All this good news emanating from the Korean peninsula will be at least somewhat for naught if Trump’s meeting with Kim goes south…which could happen if Trump comes in demanding too much. Maybe he’ll exhibit some finesse and just get the ball rolling on some of these other issues while focusing on the nuclear issue. But when was the last time Donald Trump finessed anything?
Protesters in Senegal are angry at proposed changes to the country’s electoral law that could limit the pool of candidates in next year’s presidential election:
Mali’s al-Qaeda branch, Nusrat al-Islam, has claimed credit for an attack last week in Timbuktu in which they killed one United Nations peacekeeper and wounded seven French soldiers. The attackers disguised themselves as Malian soldiers and peacekeepers.

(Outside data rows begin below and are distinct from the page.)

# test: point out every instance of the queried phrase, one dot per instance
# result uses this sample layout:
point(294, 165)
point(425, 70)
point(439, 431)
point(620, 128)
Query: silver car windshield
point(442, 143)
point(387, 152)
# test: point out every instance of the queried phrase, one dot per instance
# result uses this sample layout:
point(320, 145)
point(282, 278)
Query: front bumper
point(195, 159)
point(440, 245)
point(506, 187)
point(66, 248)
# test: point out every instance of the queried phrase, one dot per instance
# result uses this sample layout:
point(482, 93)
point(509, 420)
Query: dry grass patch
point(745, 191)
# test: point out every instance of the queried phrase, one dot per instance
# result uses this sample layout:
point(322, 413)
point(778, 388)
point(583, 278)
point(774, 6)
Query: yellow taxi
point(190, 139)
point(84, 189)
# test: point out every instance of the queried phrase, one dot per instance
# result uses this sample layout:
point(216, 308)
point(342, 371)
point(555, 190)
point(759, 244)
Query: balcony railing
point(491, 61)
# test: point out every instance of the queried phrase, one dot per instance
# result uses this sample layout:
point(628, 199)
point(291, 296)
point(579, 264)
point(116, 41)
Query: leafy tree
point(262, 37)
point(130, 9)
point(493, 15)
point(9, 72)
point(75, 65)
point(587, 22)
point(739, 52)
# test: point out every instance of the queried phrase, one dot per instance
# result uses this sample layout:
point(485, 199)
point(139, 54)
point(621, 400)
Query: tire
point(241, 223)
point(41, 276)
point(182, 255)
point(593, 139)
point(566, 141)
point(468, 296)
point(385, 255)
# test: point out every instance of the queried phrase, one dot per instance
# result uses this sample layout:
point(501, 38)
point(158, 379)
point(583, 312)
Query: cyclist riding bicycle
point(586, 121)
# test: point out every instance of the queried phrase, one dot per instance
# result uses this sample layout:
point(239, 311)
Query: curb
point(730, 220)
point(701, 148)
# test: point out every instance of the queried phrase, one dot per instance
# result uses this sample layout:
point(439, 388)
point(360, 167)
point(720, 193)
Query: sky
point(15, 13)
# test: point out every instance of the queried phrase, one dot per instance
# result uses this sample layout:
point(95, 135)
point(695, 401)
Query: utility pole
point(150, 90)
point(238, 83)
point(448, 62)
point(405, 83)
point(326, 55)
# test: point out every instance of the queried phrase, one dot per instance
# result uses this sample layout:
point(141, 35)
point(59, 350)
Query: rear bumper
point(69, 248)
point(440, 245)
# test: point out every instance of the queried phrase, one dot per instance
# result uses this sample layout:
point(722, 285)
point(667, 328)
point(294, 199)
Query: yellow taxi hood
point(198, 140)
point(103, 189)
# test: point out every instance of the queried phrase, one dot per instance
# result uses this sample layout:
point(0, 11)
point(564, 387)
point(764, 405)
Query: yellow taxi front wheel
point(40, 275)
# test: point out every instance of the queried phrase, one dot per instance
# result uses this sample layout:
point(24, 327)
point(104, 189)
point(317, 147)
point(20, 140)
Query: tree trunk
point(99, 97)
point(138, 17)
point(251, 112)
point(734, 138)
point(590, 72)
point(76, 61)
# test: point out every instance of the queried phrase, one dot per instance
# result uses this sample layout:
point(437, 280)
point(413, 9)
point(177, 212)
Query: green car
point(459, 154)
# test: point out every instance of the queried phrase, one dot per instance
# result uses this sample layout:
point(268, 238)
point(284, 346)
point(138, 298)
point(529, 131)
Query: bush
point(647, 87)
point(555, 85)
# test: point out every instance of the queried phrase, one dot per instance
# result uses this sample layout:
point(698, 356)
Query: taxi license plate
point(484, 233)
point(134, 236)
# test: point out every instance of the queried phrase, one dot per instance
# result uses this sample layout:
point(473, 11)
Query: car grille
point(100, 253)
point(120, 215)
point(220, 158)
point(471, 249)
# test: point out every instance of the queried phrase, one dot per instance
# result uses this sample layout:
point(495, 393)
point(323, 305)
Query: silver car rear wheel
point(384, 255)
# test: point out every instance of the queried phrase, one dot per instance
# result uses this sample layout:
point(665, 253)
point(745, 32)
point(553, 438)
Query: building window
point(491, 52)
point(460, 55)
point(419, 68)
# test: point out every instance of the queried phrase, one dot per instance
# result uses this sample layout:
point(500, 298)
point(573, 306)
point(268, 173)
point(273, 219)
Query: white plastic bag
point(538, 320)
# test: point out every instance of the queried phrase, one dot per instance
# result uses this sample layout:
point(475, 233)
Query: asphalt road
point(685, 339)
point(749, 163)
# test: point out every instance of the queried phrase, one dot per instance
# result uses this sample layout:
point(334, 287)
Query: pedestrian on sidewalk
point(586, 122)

The United Kingdom would love to welcome Zimbabwe back into the Commonwealth of Nations. However, it’s waiting to see if President Emmerson Mnangagwa makes good on his promise to hold free and fair elections later this year. Robert Mugabe yanked Zimbabwe out of the Commonwealth in 2003 because he was tired of being criticized for, well, you name it. Mostly it was because he kept seizing land from white farmers, which probably isn’t even in the 10 worst things Mugabe did while in power, but this is the Commonwealth of Nations we’re talking about so it’s not that surprising what their priorities are.
South African President Cyril Ramaphosa had to leave this week’s Commonwealth summit a day early, on Thursday, to return home and address protesters in the city of Mahikeng. Angered by poor public services, people have been demonstrating, at times violently, in Mahikeng since Wednesday. They want the provincial governor, Supra Mahumapelo, to resign. Ramaphosa is urging people to be calm.